I did ignore it, for a long time. I tried to be perfect to compensate for a self-perception of damage. I spent so much time striving to control myself and everything around me to prevent another assault or illness or tornado from happening again. I made a lot of future plans and expectations to try to outrun the past.
But as I’m standing here talking with Kristen, I see all of those moments order themselves in my life, I feel my heartbeat, and I ask myself, “am I whole?”
I ask Kristen.
She gives me a hug and says, “of course.”
My mom has a hope chest. It was given to her by her father when she was a teenager. It’s always been part of our home and it holds the most special things from my mom’s past, from our family’s past. Every now and then she’ll have something happen that reminds her of an item in the hope chest. She’ll walk to the chest, open it up, sift through its contents, find the item she’s thinking of, and share the story or significance with one or all of us. Sometimes it’s a joyful memory, sometimes it’s a painful one. It’s always handled with care and spoken of in love.
I don’t have a physical hope chest, but my soul holds a hope chest of its own. As I look back on every assault, every illness, every trauma, I gently lay them down in my own hope chest with care. I feel them, one-by-one, heartbeat-by-heartbeat settling into place in the hope chest of my history. A place where they can rest, where they’ve been healed.
I don’t feel defined by any one of them or any of them at all. I don’t feel my identity comes from one type of trauma. I’m not the woman who was assaulted three times or the woman who had two major surgeries and five diagnoses or the woman whose uncle was murdered or the woman whose house was destroyed by a tornado. I’m Madison Darling, the woman who loves God and is loved by God.
I’m me.
I have no damage to compensate for.
I have no past to outrun.
I have nothing to control.
I can lay it all down.
As I’m driving home, feeling the weight drop off me with every mile, with hope I think to myself, “I am whole.”

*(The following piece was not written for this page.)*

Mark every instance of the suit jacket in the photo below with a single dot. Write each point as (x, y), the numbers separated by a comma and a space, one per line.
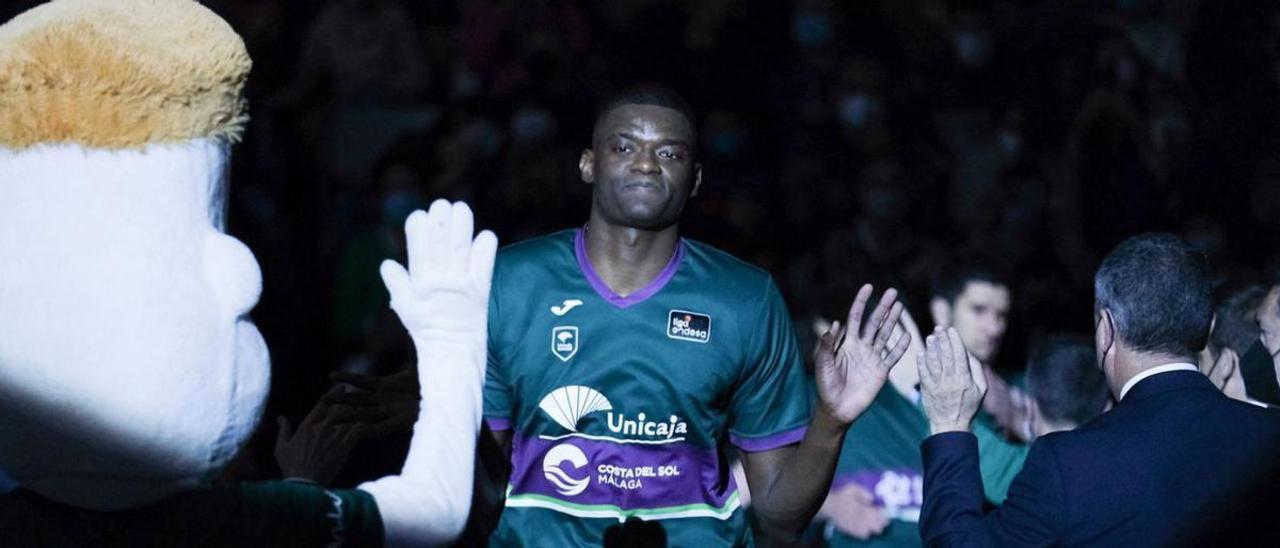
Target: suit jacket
(1175, 462)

It’s a beautiful, freeing realization. I had felt intact after placing a lot of my medical trauma in the context of my larger story, but I’d never gone past my medical concerns. I’d never looked at all of these areas as one life, as my life.

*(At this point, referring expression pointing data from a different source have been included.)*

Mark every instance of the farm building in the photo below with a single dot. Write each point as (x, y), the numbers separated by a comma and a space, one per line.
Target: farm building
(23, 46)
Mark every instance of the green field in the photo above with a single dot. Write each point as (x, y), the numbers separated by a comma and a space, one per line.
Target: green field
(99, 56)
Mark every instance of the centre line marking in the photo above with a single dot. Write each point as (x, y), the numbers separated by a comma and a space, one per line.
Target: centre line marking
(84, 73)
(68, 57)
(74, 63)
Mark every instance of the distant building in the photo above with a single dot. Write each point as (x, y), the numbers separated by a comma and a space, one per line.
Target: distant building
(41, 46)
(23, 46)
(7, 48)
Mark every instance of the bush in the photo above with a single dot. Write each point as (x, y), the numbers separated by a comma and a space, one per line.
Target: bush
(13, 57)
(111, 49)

I do think it will take time for this to permeate every area of my life, for twenty-five years of habits built on a response to trauma or an effort to control trauma to be broken and healthy, new habits to form. I do think that there are more parts of healing to occur. As I move into different phases of life, marriage, family, career, and so on, there will be unexplored aspects of the trauma that could only be addressed when I was exposed to different conditions or a new experience. And there will be times I open up the hope chest to share with someone about an item that’s in there. There will be times that something reminds me of an item in the hope chest and I open it back up to revisit that moment in time. There will be more items to be added to the hope chest in the future.
But I’ve got a start.
When I got home, as I was looking at my to-do list and thinking about how nothing was crossed off today, panic started to grip me as I thought, “I’m running out of time,” And I stopped, let my heartbeat remind me I’m alive and let God remind me of who I am, and said to myself, “yeah, you are running out of time. It’s okay.”